Thierry Henry, CF Montréal and a pandemic's long shadow | Charles Boehm
This game of ours is teeming with “what ifs” – enough unanswered questions to submerge us all in contemplation and conjecture for a lifetime or two, wondering what might have been and what might yet still be.
And so it is with Thierry Henry’s brief tenure at CF Montreal.
Last winter one of soccer’s all-time luminaries returned to these shores, aiming to kick-start his coaching career a decade after he arrived here to grace MLS with his superlative skills as a player. His hands-on work with a team in transition gave us plenty to chew on, but in the end the biggest challenge of 2020 proved an insurmountable obstacle for the human being behind the manager.
The COVID-19 pandemic has stolen so many lives – more than half a million in the United States, upwards of 21,000 and counting in Canada – and it has inflicted further damage with its long tail, still haunting us even after the worst appears to be behind us as vaccines are administered around the world.

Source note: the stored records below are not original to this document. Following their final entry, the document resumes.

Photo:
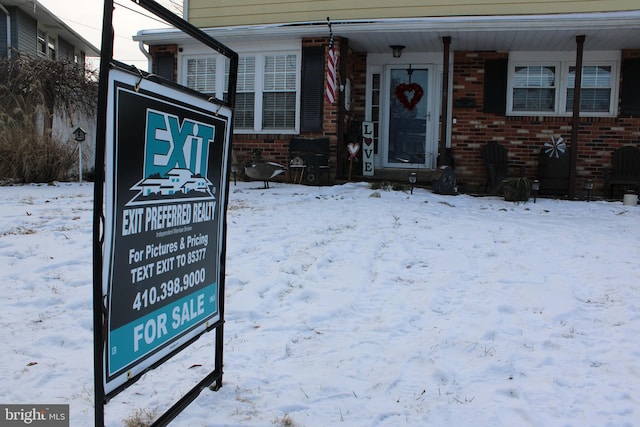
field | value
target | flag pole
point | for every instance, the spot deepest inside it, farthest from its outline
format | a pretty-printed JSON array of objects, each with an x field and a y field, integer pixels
[{"x": 332, "y": 60}]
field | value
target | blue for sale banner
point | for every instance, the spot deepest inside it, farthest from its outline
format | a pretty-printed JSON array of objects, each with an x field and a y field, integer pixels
[{"x": 164, "y": 190}]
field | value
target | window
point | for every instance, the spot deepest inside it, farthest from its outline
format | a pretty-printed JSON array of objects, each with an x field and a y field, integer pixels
[
  {"x": 42, "y": 43},
  {"x": 46, "y": 45},
  {"x": 267, "y": 88},
  {"x": 201, "y": 75},
  {"x": 51, "y": 47},
  {"x": 595, "y": 94},
  {"x": 244, "y": 115},
  {"x": 279, "y": 96},
  {"x": 534, "y": 88},
  {"x": 547, "y": 88}
]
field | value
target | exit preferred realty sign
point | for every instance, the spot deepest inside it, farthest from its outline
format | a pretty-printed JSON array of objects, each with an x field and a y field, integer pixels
[{"x": 165, "y": 186}]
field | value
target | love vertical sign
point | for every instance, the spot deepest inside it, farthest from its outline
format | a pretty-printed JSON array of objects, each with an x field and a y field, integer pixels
[{"x": 367, "y": 148}]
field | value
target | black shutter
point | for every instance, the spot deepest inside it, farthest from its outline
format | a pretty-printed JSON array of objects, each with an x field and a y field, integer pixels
[
  {"x": 165, "y": 66},
  {"x": 631, "y": 87},
  {"x": 312, "y": 93},
  {"x": 495, "y": 85}
]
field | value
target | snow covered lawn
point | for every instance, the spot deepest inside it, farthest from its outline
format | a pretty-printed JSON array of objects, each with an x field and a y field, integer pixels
[{"x": 346, "y": 309}]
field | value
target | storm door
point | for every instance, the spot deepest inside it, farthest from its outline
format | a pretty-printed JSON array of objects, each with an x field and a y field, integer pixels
[{"x": 408, "y": 118}]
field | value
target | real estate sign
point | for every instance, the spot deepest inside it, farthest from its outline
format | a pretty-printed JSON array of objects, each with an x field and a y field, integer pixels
[{"x": 165, "y": 184}]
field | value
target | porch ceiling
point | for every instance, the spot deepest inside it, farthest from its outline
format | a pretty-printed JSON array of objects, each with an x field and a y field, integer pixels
[
  {"x": 603, "y": 31},
  {"x": 497, "y": 40}
]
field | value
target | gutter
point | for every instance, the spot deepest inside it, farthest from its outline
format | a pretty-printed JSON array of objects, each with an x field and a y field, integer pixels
[
  {"x": 575, "y": 21},
  {"x": 6, "y": 12},
  {"x": 146, "y": 54}
]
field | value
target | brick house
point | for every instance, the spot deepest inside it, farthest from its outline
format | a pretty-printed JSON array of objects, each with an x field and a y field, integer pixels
[
  {"x": 28, "y": 28},
  {"x": 461, "y": 75}
]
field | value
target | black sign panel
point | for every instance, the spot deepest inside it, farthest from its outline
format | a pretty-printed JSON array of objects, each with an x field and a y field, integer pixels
[{"x": 166, "y": 158}]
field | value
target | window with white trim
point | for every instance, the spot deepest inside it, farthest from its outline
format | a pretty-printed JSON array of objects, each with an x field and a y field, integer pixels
[
  {"x": 244, "y": 113},
  {"x": 546, "y": 88},
  {"x": 201, "y": 75},
  {"x": 279, "y": 95},
  {"x": 267, "y": 88},
  {"x": 534, "y": 88},
  {"x": 595, "y": 94},
  {"x": 42, "y": 43}
]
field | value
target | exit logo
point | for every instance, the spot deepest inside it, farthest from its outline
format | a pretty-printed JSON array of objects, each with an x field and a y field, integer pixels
[
  {"x": 171, "y": 144},
  {"x": 176, "y": 155}
]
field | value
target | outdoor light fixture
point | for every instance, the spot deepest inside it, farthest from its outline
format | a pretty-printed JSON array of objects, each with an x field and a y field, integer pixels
[
  {"x": 588, "y": 186},
  {"x": 413, "y": 178},
  {"x": 535, "y": 186},
  {"x": 397, "y": 50}
]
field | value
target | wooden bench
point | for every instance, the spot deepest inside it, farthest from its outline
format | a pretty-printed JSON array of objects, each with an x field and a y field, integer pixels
[
  {"x": 307, "y": 158},
  {"x": 625, "y": 169}
]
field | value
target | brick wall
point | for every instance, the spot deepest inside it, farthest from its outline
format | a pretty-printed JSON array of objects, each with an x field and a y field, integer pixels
[{"x": 524, "y": 136}]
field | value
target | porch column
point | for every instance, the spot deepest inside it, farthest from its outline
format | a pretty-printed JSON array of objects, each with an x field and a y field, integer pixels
[
  {"x": 575, "y": 126},
  {"x": 443, "y": 159}
]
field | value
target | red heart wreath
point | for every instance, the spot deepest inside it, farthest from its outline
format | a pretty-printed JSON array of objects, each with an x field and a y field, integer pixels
[{"x": 402, "y": 90}]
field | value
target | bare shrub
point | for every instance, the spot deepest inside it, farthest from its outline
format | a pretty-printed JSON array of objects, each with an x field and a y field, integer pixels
[
  {"x": 27, "y": 156},
  {"x": 31, "y": 89},
  {"x": 141, "y": 418}
]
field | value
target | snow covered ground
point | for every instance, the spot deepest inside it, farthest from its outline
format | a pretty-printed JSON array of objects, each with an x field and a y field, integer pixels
[{"x": 347, "y": 309}]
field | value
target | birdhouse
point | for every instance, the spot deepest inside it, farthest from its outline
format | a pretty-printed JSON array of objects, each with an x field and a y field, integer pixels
[
  {"x": 79, "y": 134},
  {"x": 444, "y": 181}
]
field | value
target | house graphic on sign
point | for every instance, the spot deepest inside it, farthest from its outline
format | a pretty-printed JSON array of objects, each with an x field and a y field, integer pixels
[{"x": 176, "y": 182}]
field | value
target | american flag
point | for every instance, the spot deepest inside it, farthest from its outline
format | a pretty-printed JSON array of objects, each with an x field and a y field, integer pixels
[{"x": 332, "y": 59}]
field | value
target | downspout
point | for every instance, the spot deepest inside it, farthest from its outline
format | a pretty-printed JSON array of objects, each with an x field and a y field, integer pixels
[
  {"x": 146, "y": 54},
  {"x": 6, "y": 12},
  {"x": 575, "y": 126},
  {"x": 443, "y": 157}
]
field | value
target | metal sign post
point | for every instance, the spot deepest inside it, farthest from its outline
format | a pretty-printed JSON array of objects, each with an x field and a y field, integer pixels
[{"x": 160, "y": 197}]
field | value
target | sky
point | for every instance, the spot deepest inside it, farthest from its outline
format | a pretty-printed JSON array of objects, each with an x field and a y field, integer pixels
[{"x": 85, "y": 17}]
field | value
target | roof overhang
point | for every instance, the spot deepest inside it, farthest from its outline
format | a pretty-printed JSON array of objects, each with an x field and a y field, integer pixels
[
  {"x": 50, "y": 22},
  {"x": 603, "y": 31}
]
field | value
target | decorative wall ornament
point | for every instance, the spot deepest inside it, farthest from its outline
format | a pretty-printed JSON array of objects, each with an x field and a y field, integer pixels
[
  {"x": 409, "y": 94},
  {"x": 555, "y": 148}
]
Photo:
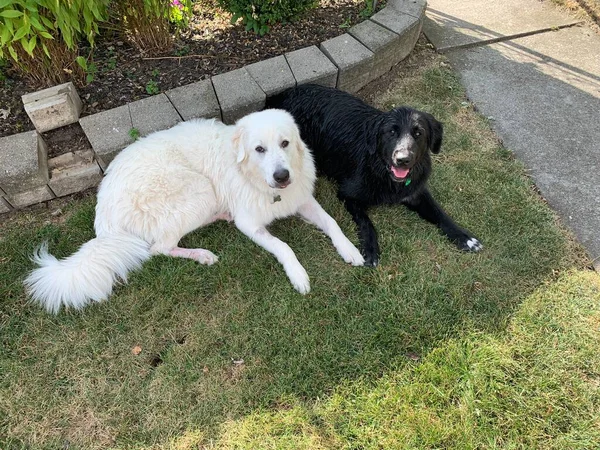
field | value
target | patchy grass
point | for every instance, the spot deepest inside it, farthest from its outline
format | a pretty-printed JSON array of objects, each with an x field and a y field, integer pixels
[
  {"x": 231, "y": 356},
  {"x": 536, "y": 387}
]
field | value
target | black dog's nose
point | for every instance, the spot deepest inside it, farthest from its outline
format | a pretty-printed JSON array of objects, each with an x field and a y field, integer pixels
[
  {"x": 281, "y": 175},
  {"x": 403, "y": 161}
]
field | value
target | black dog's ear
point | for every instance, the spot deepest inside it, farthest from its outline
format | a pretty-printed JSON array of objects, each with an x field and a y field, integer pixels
[{"x": 435, "y": 134}]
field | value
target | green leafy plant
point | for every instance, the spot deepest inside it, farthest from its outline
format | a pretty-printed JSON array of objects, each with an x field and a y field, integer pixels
[
  {"x": 89, "y": 68},
  {"x": 257, "y": 15},
  {"x": 147, "y": 23},
  {"x": 152, "y": 85},
  {"x": 134, "y": 134},
  {"x": 41, "y": 36}
]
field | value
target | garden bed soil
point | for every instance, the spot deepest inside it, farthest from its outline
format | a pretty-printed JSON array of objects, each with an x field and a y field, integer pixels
[{"x": 211, "y": 45}]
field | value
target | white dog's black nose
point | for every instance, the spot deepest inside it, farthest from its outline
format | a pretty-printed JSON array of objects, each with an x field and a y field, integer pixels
[{"x": 281, "y": 176}]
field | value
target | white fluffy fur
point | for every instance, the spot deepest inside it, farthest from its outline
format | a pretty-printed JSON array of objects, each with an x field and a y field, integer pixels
[{"x": 170, "y": 183}]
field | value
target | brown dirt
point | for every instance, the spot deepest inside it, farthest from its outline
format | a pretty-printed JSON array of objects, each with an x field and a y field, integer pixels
[{"x": 211, "y": 45}]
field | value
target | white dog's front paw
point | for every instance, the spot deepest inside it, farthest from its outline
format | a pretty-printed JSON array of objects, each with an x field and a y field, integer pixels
[
  {"x": 299, "y": 279},
  {"x": 351, "y": 254}
]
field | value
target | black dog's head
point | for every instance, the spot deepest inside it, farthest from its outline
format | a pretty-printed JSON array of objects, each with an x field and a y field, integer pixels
[{"x": 405, "y": 138}]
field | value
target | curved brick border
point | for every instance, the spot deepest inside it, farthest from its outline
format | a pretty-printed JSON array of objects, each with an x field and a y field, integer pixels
[{"x": 348, "y": 62}]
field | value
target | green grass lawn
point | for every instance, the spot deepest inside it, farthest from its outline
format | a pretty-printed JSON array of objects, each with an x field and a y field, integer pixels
[{"x": 433, "y": 349}]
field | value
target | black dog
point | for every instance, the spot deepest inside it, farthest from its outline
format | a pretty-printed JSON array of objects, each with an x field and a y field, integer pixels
[{"x": 375, "y": 157}]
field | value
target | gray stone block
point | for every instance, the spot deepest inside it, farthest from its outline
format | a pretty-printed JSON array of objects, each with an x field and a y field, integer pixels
[
  {"x": 31, "y": 197},
  {"x": 53, "y": 107},
  {"x": 4, "y": 206},
  {"x": 195, "y": 100},
  {"x": 394, "y": 20},
  {"x": 407, "y": 27},
  {"x": 108, "y": 132},
  {"x": 73, "y": 172},
  {"x": 415, "y": 8},
  {"x": 353, "y": 60},
  {"x": 310, "y": 65},
  {"x": 272, "y": 75},
  {"x": 238, "y": 94},
  {"x": 382, "y": 42},
  {"x": 153, "y": 114},
  {"x": 23, "y": 162}
]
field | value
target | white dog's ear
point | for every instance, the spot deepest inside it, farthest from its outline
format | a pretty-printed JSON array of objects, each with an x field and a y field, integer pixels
[{"x": 238, "y": 144}]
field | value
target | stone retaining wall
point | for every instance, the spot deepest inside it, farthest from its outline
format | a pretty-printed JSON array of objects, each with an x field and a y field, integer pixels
[{"x": 348, "y": 62}]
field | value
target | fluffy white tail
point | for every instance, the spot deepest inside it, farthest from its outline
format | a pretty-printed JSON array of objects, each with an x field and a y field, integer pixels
[{"x": 86, "y": 276}]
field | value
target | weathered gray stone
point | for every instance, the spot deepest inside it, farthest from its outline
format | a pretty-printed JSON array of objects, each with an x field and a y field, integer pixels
[
  {"x": 310, "y": 65},
  {"x": 451, "y": 24},
  {"x": 153, "y": 114},
  {"x": 73, "y": 172},
  {"x": 108, "y": 132},
  {"x": 415, "y": 8},
  {"x": 53, "y": 107},
  {"x": 406, "y": 27},
  {"x": 382, "y": 42},
  {"x": 353, "y": 60},
  {"x": 5, "y": 206},
  {"x": 396, "y": 21},
  {"x": 23, "y": 162},
  {"x": 195, "y": 100},
  {"x": 238, "y": 94},
  {"x": 31, "y": 197},
  {"x": 272, "y": 75}
]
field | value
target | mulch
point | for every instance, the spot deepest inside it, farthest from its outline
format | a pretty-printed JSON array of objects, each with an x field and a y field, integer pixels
[{"x": 211, "y": 45}]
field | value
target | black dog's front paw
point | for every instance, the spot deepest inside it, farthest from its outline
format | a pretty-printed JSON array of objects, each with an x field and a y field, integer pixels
[
  {"x": 371, "y": 257},
  {"x": 468, "y": 243}
]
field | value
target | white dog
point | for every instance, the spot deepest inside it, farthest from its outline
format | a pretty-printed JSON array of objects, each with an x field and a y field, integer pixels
[{"x": 170, "y": 183}]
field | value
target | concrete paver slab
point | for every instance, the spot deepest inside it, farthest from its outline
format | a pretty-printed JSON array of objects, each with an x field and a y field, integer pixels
[
  {"x": 543, "y": 92},
  {"x": 195, "y": 100},
  {"x": 272, "y": 75},
  {"x": 53, "y": 107},
  {"x": 4, "y": 206},
  {"x": 450, "y": 23},
  {"x": 108, "y": 132},
  {"x": 73, "y": 172},
  {"x": 23, "y": 162},
  {"x": 153, "y": 114},
  {"x": 310, "y": 65},
  {"x": 31, "y": 197},
  {"x": 238, "y": 94},
  {"x": 353, "y": 60}
]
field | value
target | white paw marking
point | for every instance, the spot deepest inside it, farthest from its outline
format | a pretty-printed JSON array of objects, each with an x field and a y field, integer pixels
[
  {"x": 299, "y": 279},
  {"x": 203, "y": 256},
  {"x": 351, "y": 254},
  {"x": 474, "y": 245}
]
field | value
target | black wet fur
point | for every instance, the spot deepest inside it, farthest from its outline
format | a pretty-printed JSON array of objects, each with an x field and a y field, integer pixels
[{"x": 353, "y": 143}]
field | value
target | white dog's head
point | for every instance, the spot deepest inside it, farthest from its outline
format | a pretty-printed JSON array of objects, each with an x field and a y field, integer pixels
[{"x": 269, "y": 147}]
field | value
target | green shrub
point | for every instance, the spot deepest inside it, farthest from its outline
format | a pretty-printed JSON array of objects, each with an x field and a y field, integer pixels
[
  {"x": 147, "y": 23},
  {"x": 257, "y": 15},
  {"x": 41, "y": 36}
]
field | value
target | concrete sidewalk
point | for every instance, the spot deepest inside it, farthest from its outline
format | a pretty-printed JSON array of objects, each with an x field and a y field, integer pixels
[{"x": 542, "y": 92}]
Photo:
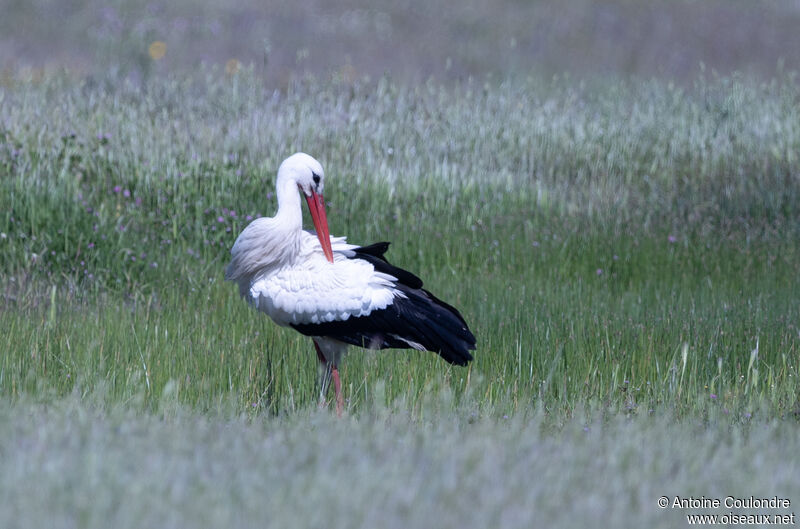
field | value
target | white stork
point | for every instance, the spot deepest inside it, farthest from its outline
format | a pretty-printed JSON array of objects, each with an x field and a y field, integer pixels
[{"x": 339, "y": 294}]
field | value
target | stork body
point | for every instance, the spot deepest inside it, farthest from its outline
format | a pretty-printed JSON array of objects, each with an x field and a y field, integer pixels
[{"x": 337, "y": 293}]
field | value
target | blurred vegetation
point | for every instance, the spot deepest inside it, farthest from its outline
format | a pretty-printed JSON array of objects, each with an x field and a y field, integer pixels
[
  {"x": 408, "y": 40},
  {"x": 615, "y": 243}
]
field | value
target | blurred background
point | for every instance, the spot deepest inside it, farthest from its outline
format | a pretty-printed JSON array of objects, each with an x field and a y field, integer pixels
[{"x": 409, "y": 40}]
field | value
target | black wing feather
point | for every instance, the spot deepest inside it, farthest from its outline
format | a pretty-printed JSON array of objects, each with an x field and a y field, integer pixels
[{"x": 415, "y": 316}]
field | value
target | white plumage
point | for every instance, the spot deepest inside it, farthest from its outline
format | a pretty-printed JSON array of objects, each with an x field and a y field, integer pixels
[{"x": 336, "y": 292}]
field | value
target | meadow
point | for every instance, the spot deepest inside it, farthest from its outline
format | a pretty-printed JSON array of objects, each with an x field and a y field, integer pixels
[{"x": 625, "y": 252}]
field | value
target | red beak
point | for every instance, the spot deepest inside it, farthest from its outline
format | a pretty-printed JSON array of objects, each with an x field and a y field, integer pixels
[{"x": 316, "y": 205}]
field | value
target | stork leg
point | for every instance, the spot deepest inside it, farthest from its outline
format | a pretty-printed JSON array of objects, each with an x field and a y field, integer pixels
[{"x": 330, "y": 371}]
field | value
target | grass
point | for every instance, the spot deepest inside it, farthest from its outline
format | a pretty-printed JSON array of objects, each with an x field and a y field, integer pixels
[
  {"x": 412, "y": 40},
  {"x": 626, "y": 244},
  {"x": 624, "y": 251},
  {"x": 75, "y": 464}
]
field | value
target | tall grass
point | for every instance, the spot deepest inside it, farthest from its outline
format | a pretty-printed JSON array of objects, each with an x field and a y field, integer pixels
[
  {"x": 94, "y": 465},
  {"x": 630, "y": 245}
]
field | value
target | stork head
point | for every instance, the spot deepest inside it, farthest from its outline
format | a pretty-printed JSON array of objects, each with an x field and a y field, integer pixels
[{"x": 310, "y": 178}]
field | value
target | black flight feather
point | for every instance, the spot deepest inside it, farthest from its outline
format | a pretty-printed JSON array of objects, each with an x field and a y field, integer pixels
[{"x": 415, "y": 317}]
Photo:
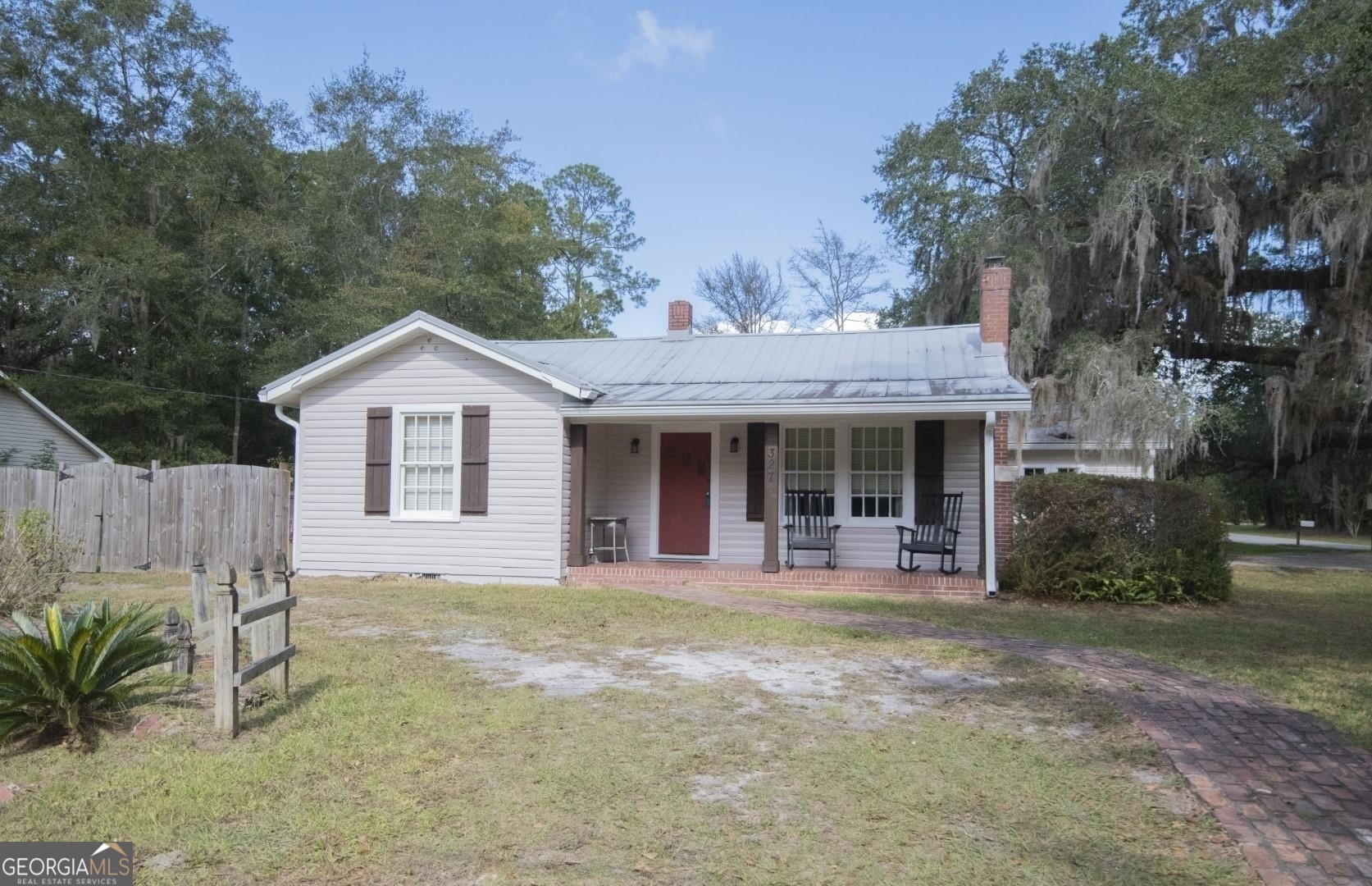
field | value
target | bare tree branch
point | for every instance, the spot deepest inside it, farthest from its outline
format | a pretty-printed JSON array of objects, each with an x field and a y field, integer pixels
[
  {"x": 744, "y": 295},
  {"x": 839, "y": 279}
]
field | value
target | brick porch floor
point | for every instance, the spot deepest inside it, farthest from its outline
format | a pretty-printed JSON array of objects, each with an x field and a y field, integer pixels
[
  {"x": 656, "y": 573},
  {"x": 1288, "y": 788}
]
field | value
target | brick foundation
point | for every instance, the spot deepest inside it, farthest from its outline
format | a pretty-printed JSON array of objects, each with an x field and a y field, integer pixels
[{"x": 923, "y": 583}]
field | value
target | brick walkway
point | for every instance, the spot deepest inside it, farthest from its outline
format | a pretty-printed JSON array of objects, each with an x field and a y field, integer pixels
[{"x": 1288, "y": 790}]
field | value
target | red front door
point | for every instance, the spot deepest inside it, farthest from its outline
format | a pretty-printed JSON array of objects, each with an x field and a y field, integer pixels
[{"x": 683, "y": 494}]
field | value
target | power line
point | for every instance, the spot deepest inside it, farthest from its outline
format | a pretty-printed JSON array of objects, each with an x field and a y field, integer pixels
[{"x": 130, "y": 384}]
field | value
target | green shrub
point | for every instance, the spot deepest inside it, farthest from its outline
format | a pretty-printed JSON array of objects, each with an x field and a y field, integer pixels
[
  {"x": 33, "y": 561},
  {"x": 77, "y": 673},
  {"x": 1091, "y": 538}
]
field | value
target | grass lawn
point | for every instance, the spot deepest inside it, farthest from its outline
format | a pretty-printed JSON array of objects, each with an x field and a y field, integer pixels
[
  {"x": 456, "y": 734},
  {"x": 1300, "y": 637},
  {"x": 1239, "y": 549}
]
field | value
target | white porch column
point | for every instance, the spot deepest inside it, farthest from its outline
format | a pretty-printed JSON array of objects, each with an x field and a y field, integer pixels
[{"x": 988, "y": 498}]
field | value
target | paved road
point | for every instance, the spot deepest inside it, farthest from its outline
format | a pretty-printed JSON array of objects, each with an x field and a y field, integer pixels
[
  {"x": 1288, "y": 789},
  {"x": 1321, "y": 559},
  {"x": 1246, "y": 538}
]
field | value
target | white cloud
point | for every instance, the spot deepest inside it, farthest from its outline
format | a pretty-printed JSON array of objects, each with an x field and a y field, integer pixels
[
  {"x": 656, "y": 46},
  {"x": 713, "y": 120}
]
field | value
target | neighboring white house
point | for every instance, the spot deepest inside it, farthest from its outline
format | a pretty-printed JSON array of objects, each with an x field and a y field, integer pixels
[
  {"x": 1055, "y": 449},
  {"x": 424, "y": 449},
  {"x": 25, "y": 424}
]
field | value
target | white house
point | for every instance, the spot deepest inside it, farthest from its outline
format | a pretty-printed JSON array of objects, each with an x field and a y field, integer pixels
[
  {"x": 1060, "y": 447},
  {"x": 26, "y": 424},
  {"x": 424, "y": 449}
]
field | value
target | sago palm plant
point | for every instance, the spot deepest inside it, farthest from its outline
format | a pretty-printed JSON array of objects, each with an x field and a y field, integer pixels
[{"x": 77, "y": 673}]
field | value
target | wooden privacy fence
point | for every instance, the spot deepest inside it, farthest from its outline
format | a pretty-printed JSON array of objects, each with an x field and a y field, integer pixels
[
  {"x": 269, "y": 619},
  {"x": 125, "y": 518}
]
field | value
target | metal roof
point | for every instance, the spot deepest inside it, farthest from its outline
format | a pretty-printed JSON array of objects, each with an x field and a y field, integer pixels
[
  {"x": 929, "y": 365},
  {"x": 910, "y": 363},
  {"x": 58, "y": 420}
]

@clubdefootmtl pic.twitter.com/SklRRwsJiM
— Thierry Henry (@ThierryHenry) February 25, 2021
The scale and speed of our long-hoped-for return to some kind of normalcy remains an open question, though we do know it will be months before MLS stadiums can be filled again. The same can be said for the full reopening of the US-Canadian border that’s been largely closed for nearly a year, a costly but unavoidable consequence of the health crisis and one that has wreaked enormous adversity on MLS’s three Canadian clubs.
The players and staff of Montreal, Toronto and Vancouver spent long months away from their families and communities as they took up temporary US residency last season, and, according to Thursday's announcement of Henry's departure, anticipate having to do much the same again for at least part of 2021. That painful separation was multiplied for Henry, whose children Téa and Tristan are based in London, and despite his best efforts to steel himself for another extended stretch apart from them, it seems that pull on the heartstrings has grown too much to bear.
“Very few people can appreciate how difficult last year was for this club and Canadian clubs in general,” CFM president and CEO Kevin Gilmore told reporters on Thursday.
“When we hired Thierry, no one anticipated we would be going through a pandemic of this magnitude, and that it would disrupt our lives and our operations and this club to the extent it did.”
Waving off rumors and reports of other clubs’ interest in their man as mere conjecture, Gilmore and sporting director Olivier Renard emphasized the human element of this development, even though it puts them in a tough spot on the eve of preseason.
Can we get a mic check on coach Thierry Henry? 🎤 pic.twitter.com/gE0hLVHW6X
— Major League Soccer (@MLS) October 27, 2020
“There is no deadline or timeframe for personal decisions,” said Gilmore. “They can come at any time.”
Henry’s stint with the club will have to go down as an incomplete story, short on transcendent moments but marked with quiet growth and the painstaking pace of methodical individual and collective improvement. The same can be said of his own journey in his second soccer career.
The French legend faces the same conundrum as Michael Jordan and other all-time greats who discover that doing and teaching are two vastly different approaches to the game they bossed. Last year his barely-contained emotions on the sidelines became destination viewing in and of itself, and a viral video clip from one match in which he donned a microphone that captured his passionate exhortations to his players spoke volumes about that challenge.
Imagine Thierry Henry looking at you like this pic.twitter.com/y2JTyPvs2x
— Charles Boehm (@cboehm) July 26, 2020
While Montreal’s record and statistics under his leadership were modest compared to the league’s best, simply reaching the postseason under the circumstances they dealt with was an achievement of note. His silent, powerful tribute to George Floyd will not soon be forgotten. Whether the great TH14 is primed for the same level of greatness as a coach that he reached as a striker, we can’t yet answer.
His colleagues see reason to believe that he’s put the squad on a positive trajectory for the future, though, and for now, that will have to be enough.
“The vision that I had with Thierry was very positive, and the results that we made, OK, we can make it better and better, we know that, and we make also many transfers the last few months,” said Renard. “Thierry liked to work with young guys, young players; he made a great job about the football side, but also about the personality and the vision that they had.”